Because 4S stores have cooperative agreements with banks and financial institutions, as long as they recommend customers to apply for installment loans, the 4S store can receive a certain percentage of rebates. Here is relevant information: Extended information: Buying a bare car is the most cost-effective, eliminating middlemen from profiting from the price difference, but ordinary consumers are also unfamiliar with purchase tax and license plate details, making the process more time-consuming. Purchasing only the bare car and handling taxes and license plates oneself is an approach taken by very few 'experts.' What consumers care most about when buying a car is the price. However, it is not necessarily true that the lower the all-inclusive price, the more cost-effective the car purchase is. The so-called all-inclusive price refers to the basic costs required for the car to be licensed, including vehicle purchase tax, vehicle and vessel tax, and compulsory traffic insurance. There may very well be other charges as well.

Last time I went to buy a new car, the salesman's expression changed as soon as he heard I wanted to pay in full. He explained that their dealership prefers financing because it makes them more money. He admitted that loans help them earn commissions, especially from incentives provided by banks or financial companies.
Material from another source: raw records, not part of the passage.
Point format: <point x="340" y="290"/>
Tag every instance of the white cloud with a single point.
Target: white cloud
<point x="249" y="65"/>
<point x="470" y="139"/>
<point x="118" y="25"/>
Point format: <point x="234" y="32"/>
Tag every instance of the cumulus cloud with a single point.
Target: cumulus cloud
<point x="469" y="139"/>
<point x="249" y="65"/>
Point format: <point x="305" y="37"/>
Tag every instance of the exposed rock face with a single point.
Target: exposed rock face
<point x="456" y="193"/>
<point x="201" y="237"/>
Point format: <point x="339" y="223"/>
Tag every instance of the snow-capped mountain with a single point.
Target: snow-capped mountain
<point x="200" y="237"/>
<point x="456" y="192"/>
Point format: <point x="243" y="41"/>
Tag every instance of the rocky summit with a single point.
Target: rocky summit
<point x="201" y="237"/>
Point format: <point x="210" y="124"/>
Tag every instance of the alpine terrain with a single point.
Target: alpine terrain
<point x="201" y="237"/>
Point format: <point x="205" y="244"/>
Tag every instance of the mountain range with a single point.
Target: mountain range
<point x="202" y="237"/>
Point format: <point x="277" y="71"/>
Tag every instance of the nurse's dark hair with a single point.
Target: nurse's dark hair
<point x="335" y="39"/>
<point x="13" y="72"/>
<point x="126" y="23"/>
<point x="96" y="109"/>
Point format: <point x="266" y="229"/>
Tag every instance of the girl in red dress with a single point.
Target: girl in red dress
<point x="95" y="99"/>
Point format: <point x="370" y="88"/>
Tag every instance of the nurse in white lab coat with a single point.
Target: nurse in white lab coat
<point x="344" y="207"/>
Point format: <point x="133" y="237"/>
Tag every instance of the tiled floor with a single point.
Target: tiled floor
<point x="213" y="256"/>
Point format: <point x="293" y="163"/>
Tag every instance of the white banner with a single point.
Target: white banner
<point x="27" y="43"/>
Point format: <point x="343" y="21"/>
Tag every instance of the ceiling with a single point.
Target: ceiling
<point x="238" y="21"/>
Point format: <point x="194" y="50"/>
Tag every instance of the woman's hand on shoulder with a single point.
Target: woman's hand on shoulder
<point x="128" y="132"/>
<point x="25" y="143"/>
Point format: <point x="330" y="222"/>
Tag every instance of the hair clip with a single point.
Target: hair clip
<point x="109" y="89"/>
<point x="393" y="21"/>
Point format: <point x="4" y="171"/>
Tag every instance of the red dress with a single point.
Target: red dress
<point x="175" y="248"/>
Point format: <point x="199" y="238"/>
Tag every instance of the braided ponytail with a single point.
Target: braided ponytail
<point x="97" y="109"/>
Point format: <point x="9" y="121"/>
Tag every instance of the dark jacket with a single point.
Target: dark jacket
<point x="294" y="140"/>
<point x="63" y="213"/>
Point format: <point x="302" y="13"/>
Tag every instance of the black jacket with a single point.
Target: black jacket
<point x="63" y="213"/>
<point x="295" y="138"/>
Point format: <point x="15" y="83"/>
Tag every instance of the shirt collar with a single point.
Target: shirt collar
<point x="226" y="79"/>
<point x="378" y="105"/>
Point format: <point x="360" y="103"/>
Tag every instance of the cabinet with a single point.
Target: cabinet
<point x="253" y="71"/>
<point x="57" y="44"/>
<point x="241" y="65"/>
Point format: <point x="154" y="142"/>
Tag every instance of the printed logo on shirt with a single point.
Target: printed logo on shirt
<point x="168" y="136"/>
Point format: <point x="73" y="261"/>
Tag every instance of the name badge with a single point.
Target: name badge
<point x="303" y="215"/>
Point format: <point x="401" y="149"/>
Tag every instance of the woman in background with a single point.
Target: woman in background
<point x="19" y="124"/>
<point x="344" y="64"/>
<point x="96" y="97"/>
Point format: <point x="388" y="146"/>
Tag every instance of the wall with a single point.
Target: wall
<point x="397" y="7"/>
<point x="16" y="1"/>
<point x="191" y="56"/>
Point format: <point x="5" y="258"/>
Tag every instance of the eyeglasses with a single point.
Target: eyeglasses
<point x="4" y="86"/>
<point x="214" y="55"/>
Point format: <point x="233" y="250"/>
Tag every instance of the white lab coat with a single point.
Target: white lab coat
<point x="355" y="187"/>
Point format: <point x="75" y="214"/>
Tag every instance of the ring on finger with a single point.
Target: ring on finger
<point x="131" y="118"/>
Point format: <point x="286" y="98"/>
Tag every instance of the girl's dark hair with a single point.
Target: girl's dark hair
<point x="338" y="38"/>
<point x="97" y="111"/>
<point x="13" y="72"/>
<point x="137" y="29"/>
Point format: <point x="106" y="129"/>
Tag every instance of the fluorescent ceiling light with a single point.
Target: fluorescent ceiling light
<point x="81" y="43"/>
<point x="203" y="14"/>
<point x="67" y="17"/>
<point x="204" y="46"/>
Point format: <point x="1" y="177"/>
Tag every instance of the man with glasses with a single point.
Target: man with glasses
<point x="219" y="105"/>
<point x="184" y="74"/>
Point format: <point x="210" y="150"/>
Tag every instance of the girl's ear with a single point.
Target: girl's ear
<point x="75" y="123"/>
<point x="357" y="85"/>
If a customer finances the car, the salesman can make an extra few hundred or even thousands of dollars. Additionally, financing allows the dealership to upsell other products, like extended warranties or value-added services, because customers feel the monthly payments are more manageable and might opt for more expensive models. From this experience, I learned not to blindly trust sales pitches when buying a car. Insisting on paying cash might make them less interested, but it saves money in the long run. Overall, as an average buyer, I understand this is just business, but I also want to remind everyone to calculate the total cost—interest from loans can add up to much more than paying upfront. Don't be fooled.

I've noticed that car dealers prefer loan customers, and it's actually because they benefit in two ways. On one hand, loans help the dealership quickly recover funds without waiting for customers to pay a large sum upfront, allowing them to sell more inventory cars. On the other hand, many manufacturers offer bonuses to dealers through financial partnerships—if a car is sold via loan, the additional rebates increase the salesperson's income. As someone who has been driving for several years, I often discuss this on forums. It seems that if a customer opts for full payment, salespeople feel pressured, fearing they might lose commission opportunities. My advice is to understand these mechanisms before buying a car—don’t just go for convenience. While loans may seem easy, hidden costs like insurance and handling fees add up. My experience is that scrutinizing contract details can help avoid regret.

As a nosy person, I once chatted with a car dealership employee who revealed that loans drive the entire profit chain. The dealership gets interest splits and third-party incentives, while cash purchases only earn the base price, resulting in an indirect loss of income. I remember him giving an example: selling a car with financing can earn an extra 30% profit, which makes salespeople enthusiastically push financial packages—sometimes even overlooking the vehicle's quality issues. Buyers should stay vigilant—don't just focus on discounts; assess your financial situation carefully!